Dr. Safwat Marzouk is Associate Professor of Old Testament/Hebrew Bible at Anabaptist Mennonite Biblical Seminary. Dr. Marzouk grew up in the midst of interfaith dialogue among Christians, Jews and Muslims influences daily life. As a Christian in Egypt, he focused on studying the Old Testament to better understand God’s vision of shalom. An ordained member of The Synod of the Nile (a counterpart to the Presbyterian Church), Safwat was a pastor in Egypt while completing a doctoral program at Princeton Theological Seminary. His studies concluded with his dissertation, “Not a Lion, but a Dragon”: The Monstrification of Egypt in the Book of Ezekiel. He was a teaching fellow at Princeton and has been an adjunct professor at Saint Joseph’s University, Philadelphia, Pennsylvania. His love of teaching, his pastoral heart and scholarly curiosity foster classroom discussions that bring compelling insights to ancient texts.
Ted & Company TheaterWorks
Led by veteran actor Ted Swartz, Ted & Company TheaterWorks uses humor and professional storytelling to talk about issues of faith and social justice through live shows, DVDs, digital videos, scripts, discussion guides, and more.

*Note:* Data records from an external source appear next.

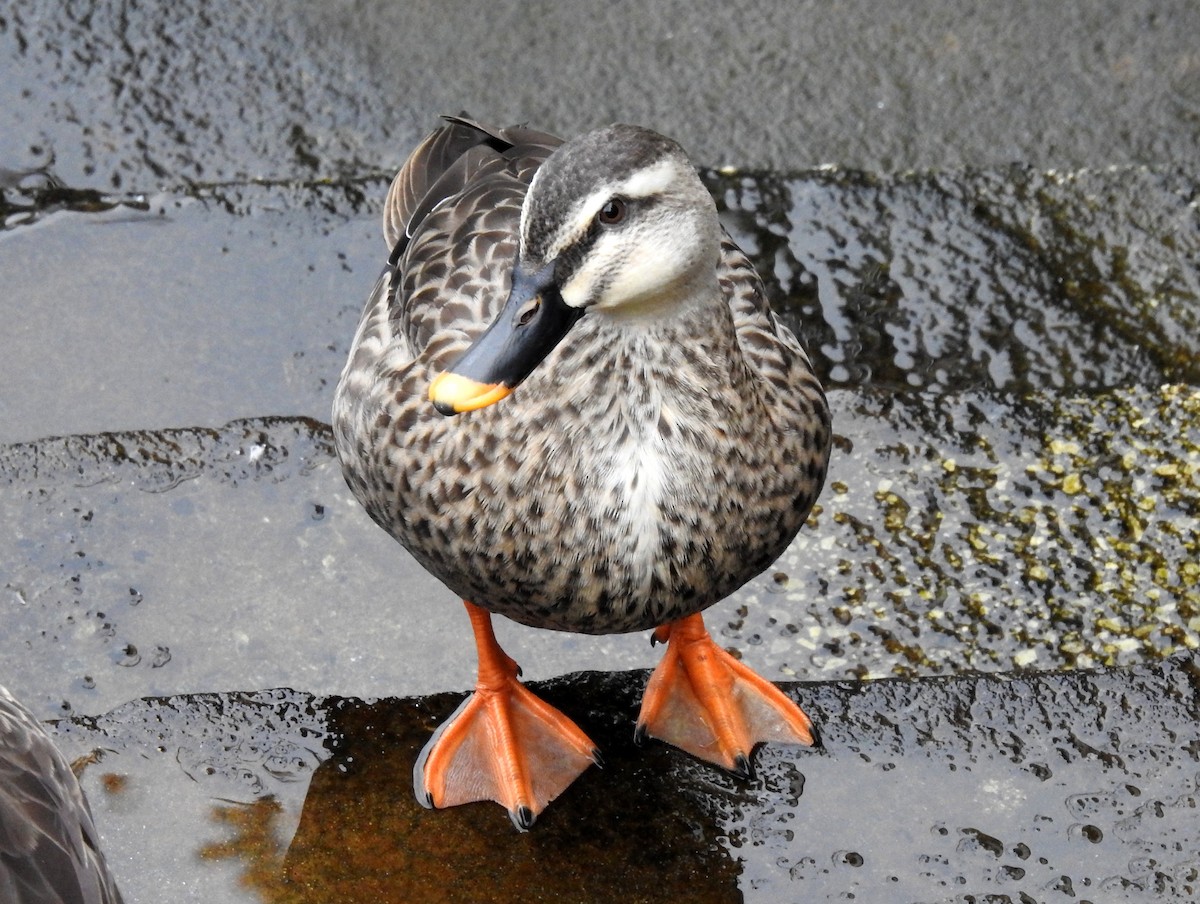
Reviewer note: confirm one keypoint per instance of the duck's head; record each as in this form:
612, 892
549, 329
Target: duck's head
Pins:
615, 221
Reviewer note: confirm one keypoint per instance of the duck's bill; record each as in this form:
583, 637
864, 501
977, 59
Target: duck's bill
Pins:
534, 321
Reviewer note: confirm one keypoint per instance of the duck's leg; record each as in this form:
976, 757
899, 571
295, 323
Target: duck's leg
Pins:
705, 701
503, 743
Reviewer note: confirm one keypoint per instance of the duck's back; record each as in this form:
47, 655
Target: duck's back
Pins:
575, 504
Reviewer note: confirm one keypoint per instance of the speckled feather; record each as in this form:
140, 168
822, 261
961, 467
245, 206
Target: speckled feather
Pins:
48, 843
636, 477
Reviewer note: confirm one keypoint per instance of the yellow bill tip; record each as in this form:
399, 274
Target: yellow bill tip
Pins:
454, 394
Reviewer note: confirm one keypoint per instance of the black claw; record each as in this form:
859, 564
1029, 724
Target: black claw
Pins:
742, 767
523, 819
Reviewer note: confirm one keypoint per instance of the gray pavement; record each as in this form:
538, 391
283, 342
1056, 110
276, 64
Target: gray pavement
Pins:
191, 198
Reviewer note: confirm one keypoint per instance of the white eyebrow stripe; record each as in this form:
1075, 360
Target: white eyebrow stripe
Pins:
643, 184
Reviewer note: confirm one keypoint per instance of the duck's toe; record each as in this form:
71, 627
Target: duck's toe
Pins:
706, 702
503, 744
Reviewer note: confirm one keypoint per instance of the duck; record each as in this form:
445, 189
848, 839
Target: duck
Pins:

This team of dynamic actors and musicians are passionate about creating art that provokes both laughter and reflection, as all good comedy does.
Ted Swartz is a playwright and actor who has been mucking around in the worlds of the sacred and profane for over 20 years. Ted fell in love with acting and theater on his way to a traditional pastorate in the Mennonite church, a denomination not usually thought of as a hotbed of theatrical opportunities.
Ted’s love of acting, comedy, and collaboration with creative partner Lee Eshleman took him to performances in 45 states in the U.S., Canada, as well as in Kenya and Japan. Ted & Lee became known for a quirky and gently askew view of life, building a loyal following. Despite the tragic loss of Lee in 2007, Ted continued to explore the intersection of comedy and faith, grief and loss deepening that exploration.
He is the creator or co-creator of over a dozen plays and continues to write and to perform across the US and abroad. In addition to acting in solo and multiple cast original shows, Ted is an accomplished speaker and teacher, melding theater and comedy with issues of creativity, theology and faith in a profound and engaging presentation.